Is getting into a top-ranked college the only option for success? What if you can’t pay for a selective college education, or what if you don’t know what career you’re aiming for? What then?
There are really many possibilities for you still. Here are some myths about going to college in order to have a successful life.
- College is too expensive – No! There are always options to pay for college, and sometimes an option can be debt-free. There is financial aid, both federal and private loans. You can pay for these loans over a long period of time. Also there are scholarships, which do not have to be paid back. Local scholarships are available through your community or school. Online there are many listings for multiple scholarships, and often colleges offer scholarships in the form of merit aid.
- It’s only worth paying for a “good” college. – No! Many successful people come out of community colleges, state universities, and even small, inexpensive and less well-known schools. Unless you are going after a very particular career and the college doesn’t offer courses in that area, all colleges can give you the basics skills and degree you need to find good employment.
- Don’t even consider a technical school. – No! Technical schools can train you for very specific skills that offer good paying jobs and sometimes only after two years. If you need a four-year degree, you can go from a tech school into a four-year college later and often transfer credits.
- I don’t know what I want to do so college isn’t worth it. – No! First, in high school you can take a personality or career test that can help you decide what talents and interests you have.
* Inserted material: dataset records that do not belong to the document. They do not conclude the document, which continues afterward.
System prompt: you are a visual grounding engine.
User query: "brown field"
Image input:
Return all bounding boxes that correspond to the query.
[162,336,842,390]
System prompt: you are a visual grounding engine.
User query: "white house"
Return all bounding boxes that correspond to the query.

Also you do not have to declare a major until after your second year in college, and these first two years can help you find what interests you.
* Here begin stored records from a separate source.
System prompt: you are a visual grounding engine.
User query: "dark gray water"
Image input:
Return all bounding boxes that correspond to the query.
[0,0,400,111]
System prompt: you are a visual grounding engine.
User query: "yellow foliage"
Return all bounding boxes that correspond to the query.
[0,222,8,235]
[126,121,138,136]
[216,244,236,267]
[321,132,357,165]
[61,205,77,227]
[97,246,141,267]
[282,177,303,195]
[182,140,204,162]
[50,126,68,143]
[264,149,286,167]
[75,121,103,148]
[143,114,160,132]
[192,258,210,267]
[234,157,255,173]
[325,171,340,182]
The plan should be that students and their parents start to discuss college early, around the 7th grade.
- Research the FAFSA form to apply for federal financial aid,
- Go to financial aid seminars,
- Talk to a banks about private financial aid loans,
- Start looking online for scholarships available,
- Research the costs of college, and
- Talk to their child’s guidance counselors.
- Read about careers,
- Ask to take skill and personality profile tests around their sophomore year in high school,
- Visit nearby technical schools and community colleges,
- Talk with their guidance counselors about affordable colleges, and
- Start applying for scholarships early.
Nothing is impossible if you plan ahead and keep a positive attitude about all possibilities available to you.